Thank you for sharing, Luke! Mind if I repost your comment?
I don’t mind if you post them at all. Feel free.
Also, this is admittedly irrelevant, but I really don’t know where else I could turn for advice. This Monday, I heard some awful news, the Franciscan Friars in my hometown are, due to a lack of vocations, closing down the local Friary and leaving town, even though they’ve been here for over 700 years. These men were a great spiritual aid to me, and their willingness to offer the sacrament of Confession almost every day of the week was and is an enormous boon to me, since I struggle with temptation a lot. It should still be possible to receive the sacrament somewhere in town, but it will be a deeply distressing and unpleasant change, and, well, I’m just sad. I am, however, trying to offer this up as the Lord’s Will, knowing that what He desires will be done and will always work out for the best in the end.

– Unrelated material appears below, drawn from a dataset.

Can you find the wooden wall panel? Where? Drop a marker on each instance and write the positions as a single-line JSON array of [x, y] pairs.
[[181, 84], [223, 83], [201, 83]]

I’m also trying to avoid getting excessively down in the dumps, as is my natural wont; the unfortunate fate of the West is ultimately a judgment that, God willing, will end in redemption. Still, it’s one thing to talk about such things, and another to have it impact your life personally. Please pray for me, and for them.
You and the friars are in my prayers. Take consolation in knowing that attachment to created goods, even created spiritual goods, is in the long run an impediment to full union with God.